Die Idee für die neue Art von Kommunalpolitik hatten vor 15 Jahren zwei Frauen, die nacheinander Bürgermeisterinnen wurden. Sie hatten wenig Geld – Nabón war 2001 laut Volkszählung eine der rückständigsten Gegenden mit 93 Prozent Armut, einem durchschnittlichen Schulbesuch von drei Jahren und 67 Prozent unterernährten Kindern. Aber die Bürgermeisterinnen hatten Ideen, die indigene Philosophie vom „Guten Leben“ in Harmonie mit Natur und Mitmenschen inspirierte sie.
„Dezentralisierung, Partizipation und Stärkung der heimischen Produktion“, resümiert die aktuelle Bürgermeisterin Magaly Quezada die Elemente. Die Strategie bekam den Slogan „Nabón limpio“ – „Sauberes Nabón“ . Sie schwor den Ort auf die Produktion organischer Lebensmittel und den Tourismus ein. Das lag nahe, denn Nabón ist eine typische ländliche Gemeinde mit 18.000 Einwohnern, die sich auf 668 Quadratkilometern verteilen.
Als erstes mussten ordentliche Straßen her, was sich glücklicherweise in das Infrastrukturprogramm der Zentralregierung einfügte, die dafür die Mittel zur Verfügung stellte. Ein neuer Busbahnhof am Ortseingang entlastete das Zentrum. Die Umstellung der Anbaumethoden forderte einen Mentalitätswandel, der von den Bauersfrauen angeführt wurde, die dabei zugleich dem traditionellen Machismo ein Schnippchen schlugen. Heute gibt es zahlreiche Kooperativen – viele davon in Frauenhand – die Gemüse, Milch oder organische Erdbeeren vertreiben und bis in die nächste Stadt Cuenca liefern.
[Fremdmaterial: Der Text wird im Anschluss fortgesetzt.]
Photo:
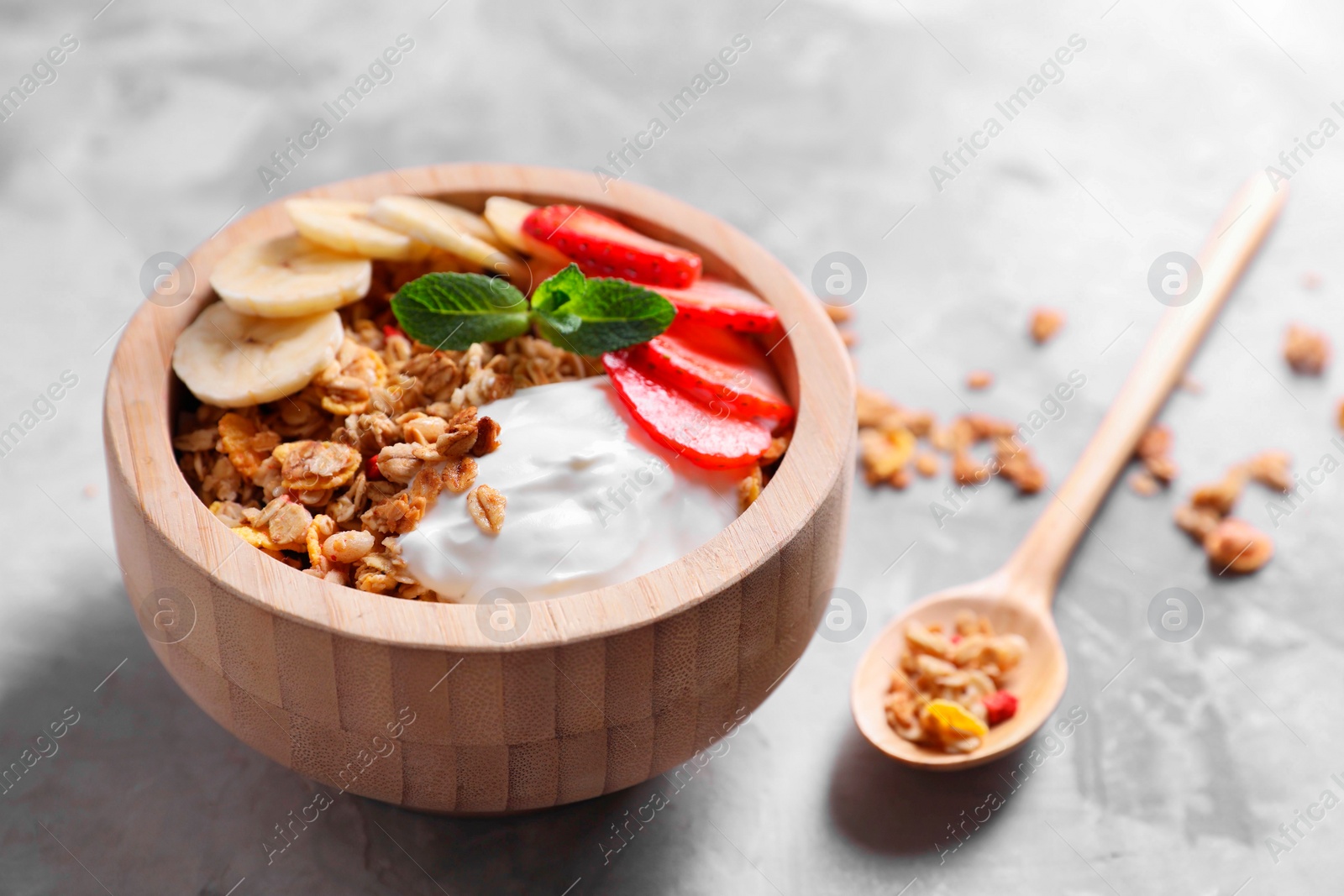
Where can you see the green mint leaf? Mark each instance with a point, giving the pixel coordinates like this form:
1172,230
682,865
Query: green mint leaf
454,311
613,315
558,289
561,322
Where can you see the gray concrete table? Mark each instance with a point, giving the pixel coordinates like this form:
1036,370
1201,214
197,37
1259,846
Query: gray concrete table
823,136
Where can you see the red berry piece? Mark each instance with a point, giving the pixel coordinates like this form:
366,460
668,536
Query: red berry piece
604,248
718,367
999,707
678,422
712,301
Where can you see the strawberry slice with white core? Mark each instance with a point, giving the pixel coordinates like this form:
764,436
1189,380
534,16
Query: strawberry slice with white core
678,422
604,248
712,301
718,367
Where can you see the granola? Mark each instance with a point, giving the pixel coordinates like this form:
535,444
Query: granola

Die Beziehungen zwischen Staat und Kommune sind ein Konfliktherd
„Es gab viele Widerstände“, erinnert sich Quezada. Als die Bauern ihre Milch zu Frischkäse verarbeiteten, verlangte das Gesundheitsministerium ein Hygiene-Gütesiegel, was zu einem bürokratischen Hürdenlauf führte. Für seinen selbst gebrannten Agavenschnaps fand Bauer Remigio Capelo monatelang keine Flasche, die nicht schon von den großen Alkoholherstellern patentiert war. Ein zentralistischer Staat und oligopolistische Wirtschaftsstrukturen – ein Erbe der spanischen Kolonialzeit – sind oft das größte Hindernis für lokale Entwicklung in Lateinamerika.
Die Beziehungen Staat-Kommune sind ein Konfliktherd geblieben. Zumal wenn, wie im Falle Nabóns, nicht die gleiche Partei regiert. Drei Viertel ihrer Einnahmen erhalten die Kommunen aus der Hauptstadt, deshalb will Präsident Rafael Correa immer ein Wörtchen mitreden. In Nabón will er partout eine moderne „Milleniumsschule“ nach us-amerikanischem Vorbild durchsetzen. Doch die Bürger wollen lieber an ihren interkulturellen Dorfschulen festhalten, die auf Quechua und Spanisch unterrichten. Was nicht als Fortschrittsfeindlichkeit zu verstehen sei, so Quezada, sondern als der Versuch, den Fortschritt zu kontrollieren und zu dosieren.
Problematisch ist die starke Abhängigkeit von Quito auch aus wirtschaftlichen Gründen. Denn wenn wie derzeit die Rohstoffpreise einknicken und der Zentralstaat deutlich weniger Einnahmen hat, wird das überproportional an die Kommunen weitergegeben. Vor allem wenn es sich um ländliche Gemeinden wie Nabón handelt. Sie werden in Lateinamerika oft vernachlässigt, denn über 80 Prozent der Bevölkerung lebt in Städten.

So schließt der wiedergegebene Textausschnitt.